How does Hi-N work?
Hi-N in Progenesis QI for proteomics is an implementation of Hi-3 as described by Silva et al. [1]. After peptide and protein identification, the abundance of each peptide is calculated from all its constituent peptide ions. For each protein, the N most abundant peptides (N being set according to the user selection) have their abundances averaged to provide a reading for the protein signal. In Progenesis QI for proteomics, the ranking of peptide abundance is based on the integrated value across all the runs, allowed by the lack of missing values and accurate alignment. This gives added confidence in the peptide selection, taking all runs into account to make the ranking robust.
This averaged reading allows relative quantitation of the same protein across runs.

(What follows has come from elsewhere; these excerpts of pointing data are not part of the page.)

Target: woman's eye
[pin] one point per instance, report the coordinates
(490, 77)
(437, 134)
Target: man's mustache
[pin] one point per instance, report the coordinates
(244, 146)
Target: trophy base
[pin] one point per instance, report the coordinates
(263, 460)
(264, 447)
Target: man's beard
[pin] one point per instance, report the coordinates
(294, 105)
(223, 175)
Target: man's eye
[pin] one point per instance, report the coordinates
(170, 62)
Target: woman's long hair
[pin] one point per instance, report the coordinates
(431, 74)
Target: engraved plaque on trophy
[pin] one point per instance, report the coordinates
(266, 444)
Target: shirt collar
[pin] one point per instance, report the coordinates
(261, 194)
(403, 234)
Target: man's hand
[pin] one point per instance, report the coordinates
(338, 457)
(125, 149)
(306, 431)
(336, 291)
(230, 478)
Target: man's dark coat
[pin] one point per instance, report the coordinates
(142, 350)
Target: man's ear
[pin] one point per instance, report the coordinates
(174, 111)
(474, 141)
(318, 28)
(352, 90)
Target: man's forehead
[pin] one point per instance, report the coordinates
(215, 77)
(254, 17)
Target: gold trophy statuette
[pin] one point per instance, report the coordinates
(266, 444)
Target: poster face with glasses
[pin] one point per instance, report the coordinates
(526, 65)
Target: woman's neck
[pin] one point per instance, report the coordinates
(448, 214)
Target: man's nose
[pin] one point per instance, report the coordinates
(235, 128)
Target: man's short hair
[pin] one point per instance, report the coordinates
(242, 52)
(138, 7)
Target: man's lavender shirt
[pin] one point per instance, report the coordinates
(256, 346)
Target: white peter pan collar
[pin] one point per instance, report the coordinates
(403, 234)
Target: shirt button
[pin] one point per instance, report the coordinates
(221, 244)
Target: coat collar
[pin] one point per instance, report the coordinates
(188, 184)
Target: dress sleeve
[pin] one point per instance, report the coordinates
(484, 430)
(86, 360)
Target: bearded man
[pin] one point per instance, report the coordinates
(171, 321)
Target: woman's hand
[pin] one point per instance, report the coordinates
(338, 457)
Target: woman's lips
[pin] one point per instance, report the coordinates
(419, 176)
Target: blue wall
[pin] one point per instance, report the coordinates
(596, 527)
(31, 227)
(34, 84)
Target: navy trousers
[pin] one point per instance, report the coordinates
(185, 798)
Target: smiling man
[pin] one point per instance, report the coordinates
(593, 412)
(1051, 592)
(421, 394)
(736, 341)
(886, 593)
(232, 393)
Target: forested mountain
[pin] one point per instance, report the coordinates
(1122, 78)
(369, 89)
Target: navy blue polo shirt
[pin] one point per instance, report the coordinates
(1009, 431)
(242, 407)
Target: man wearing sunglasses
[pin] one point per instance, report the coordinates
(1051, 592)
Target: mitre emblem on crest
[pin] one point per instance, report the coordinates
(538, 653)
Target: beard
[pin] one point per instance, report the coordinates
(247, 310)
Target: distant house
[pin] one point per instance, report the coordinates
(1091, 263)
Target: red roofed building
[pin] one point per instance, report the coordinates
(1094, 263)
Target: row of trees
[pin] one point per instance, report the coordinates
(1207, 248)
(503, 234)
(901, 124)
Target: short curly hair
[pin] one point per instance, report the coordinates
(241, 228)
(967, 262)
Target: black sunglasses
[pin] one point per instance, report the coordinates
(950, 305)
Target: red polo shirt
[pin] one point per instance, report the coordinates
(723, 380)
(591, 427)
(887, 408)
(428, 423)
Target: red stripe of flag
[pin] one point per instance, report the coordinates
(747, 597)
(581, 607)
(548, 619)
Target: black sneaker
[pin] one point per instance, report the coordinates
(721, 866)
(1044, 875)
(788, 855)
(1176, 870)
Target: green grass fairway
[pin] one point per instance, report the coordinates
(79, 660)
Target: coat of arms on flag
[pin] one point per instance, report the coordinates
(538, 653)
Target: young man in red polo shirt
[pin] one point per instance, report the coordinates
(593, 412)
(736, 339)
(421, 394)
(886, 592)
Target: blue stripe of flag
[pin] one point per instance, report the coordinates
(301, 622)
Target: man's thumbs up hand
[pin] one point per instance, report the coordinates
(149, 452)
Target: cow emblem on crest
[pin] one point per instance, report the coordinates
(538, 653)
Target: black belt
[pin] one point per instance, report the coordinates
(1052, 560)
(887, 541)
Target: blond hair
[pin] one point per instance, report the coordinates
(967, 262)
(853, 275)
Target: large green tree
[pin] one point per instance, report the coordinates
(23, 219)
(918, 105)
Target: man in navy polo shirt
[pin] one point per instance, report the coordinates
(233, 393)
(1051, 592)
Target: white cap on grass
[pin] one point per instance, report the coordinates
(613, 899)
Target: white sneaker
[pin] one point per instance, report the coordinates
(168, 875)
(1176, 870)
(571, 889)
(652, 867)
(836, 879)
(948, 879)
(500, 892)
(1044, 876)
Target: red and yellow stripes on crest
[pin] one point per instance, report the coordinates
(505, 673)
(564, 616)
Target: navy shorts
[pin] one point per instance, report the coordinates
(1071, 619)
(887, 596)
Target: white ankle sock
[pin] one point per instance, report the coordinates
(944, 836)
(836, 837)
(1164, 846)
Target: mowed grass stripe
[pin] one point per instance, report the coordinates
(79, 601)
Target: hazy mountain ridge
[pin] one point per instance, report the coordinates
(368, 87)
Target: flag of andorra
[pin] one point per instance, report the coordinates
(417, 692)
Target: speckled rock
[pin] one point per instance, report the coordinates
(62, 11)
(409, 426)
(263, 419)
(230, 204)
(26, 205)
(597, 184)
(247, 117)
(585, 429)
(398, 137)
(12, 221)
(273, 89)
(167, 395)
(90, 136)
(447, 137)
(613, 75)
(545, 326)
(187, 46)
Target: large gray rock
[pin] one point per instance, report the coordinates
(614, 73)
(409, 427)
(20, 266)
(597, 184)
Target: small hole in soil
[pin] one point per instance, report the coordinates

With the inclusion of a known amount of a calibrant protein in each run, this can be converted to an absolute reading for protein amount. This is achieved by nominating the calibrant at the Protein options dialog at the Resolve Conflicts or Review Proteins windows. The amount-to-signal ratio derived for this protein is applied to all proteins, allowing absolute quantitation within and across runs.
The calibrant is stabilised to correct for errors in its loading (more detail is available here) which ensures that the estimation is as robust as possible.
What happens when some of the N peptides are not unique to the protein?
When there are peptide conflicts (a peptide is shared between two proteins, for example) it is important to assign the signal correctly for absolute quantitation. To do this, Progenesis QI for proteomics carries out a two-step process. Firstly, Hi-N is carried out only on the N most abundant unique (non-conflicting) peptides of the proteins concerned. This provides a ratio estimate for the two proteins based only on unshared peptides. The abundance of any shared peptides is then divided and allotted in this ratio between the two proteins, and the full Hi-N calculation then applied using the divided values for conflicted peptides. Naturally, if the conflicted peptides are not among the N most abundant in either protein initially, then this will not cause any difference in the result.
What happens when the protein has fewer than N identified peptides?
The value N is a maximum. For example, with N set to 3, if there are fewer than three peptides identified for a protein, all peptides will be used; the algorithm does not exclude proteins with only one or two peptides. This means that fewer readings will be used for the estimation of protein abundance (which is why the average, not the sum, is used in calculation).
If interested, one can read off the number of peptides used for quantitation at the Review Proteins window. The simplest method is to read off the number of peptides identified from the Peptide count column, for example 12 for the highlighted protein Q5ADN7 below. If N is less than or equal to this value, then N peptides will have been used; if it is higher, then the number of peptides present will have been used.
To determine which peptides were used, one can double-click on a protein’s row in the table or select the view peptide measurements button on the side bar, whereupon the more detailed peptide measurements table for the protein is brought up. In this table, black circles in the first column (marked ∑) indicate the peptide ions used in quantitation.
Alternatively, one can export peptide measurements, which will include a column detailing the species used for quantitation.
Waters MSE data
Note that for Waters MSE data, both 'pass 1' and 'pass 2' identities are potentially included in the Hi-N calculation, although naturally the most abundant peptides are likely to be pass 1 data. This is a slight alteration in approach from PLGS.
Reference
- Silva et al., 2006: "Absolute quantification of proteins by LCMSE: a virtue of parallel MS acquisition." Mol Cell Proteomics 5 (1):144-56.